クレーンの落成検査に合格すると、検査証が発行されます。
その後は、2年以内に1回など、性能検査を受け、有効期限の延期を行います。

クレーンに変更を加えると、検査証の発行条件が変わるので、そのまま有効とするわけにはきません。とはいえ、一度発行された検査証は、新たに発行しなおすということもありません。

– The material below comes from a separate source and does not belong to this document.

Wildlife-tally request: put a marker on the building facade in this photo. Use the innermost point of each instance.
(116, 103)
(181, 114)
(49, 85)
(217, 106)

そこで検査証に、このクレーンは変更を加えたよと付け加えてやる必要があります。

この変更については、検査証の裏面に記入するに出、裏書を付けると言います。

変更検査に合格したクレーンの検査証には、検査日や変更箇所、検査結果を裏書します。

免許証でも、「メガネを着用」などの条件は、裏面に記入しますね。
変更検査による裏書も、同じようなものと言えます。

クレーンは製造から廃止まで、徹底的に管理され、いつも正常に稼働することが求められます。 吊上げ機能など主要部分の変更は、正常な稼働に支障きたすかもしれないので、検査という形でチェックされるのです。

クレーンを一度設置すると、常に検査が必要になるんですね。

index_arrow 条文の要約

【クレーン等安全規則】

第44条
クレーンについて、変更しようとするときは、クレーン変更届を所轄労働基準監督署長に提出しなければならない。
第45条
クレーンについて、所轄労働基準監督署長の検査を受けなければならない。
第46条
第7条の規定は、変更検査を受ける場合について準用する。
第47条
所轄労働基準監督署長は、変更検査に合格したクレーン検査証に検査期日、変更部分及び 検査結果について裏書を行なうものとする。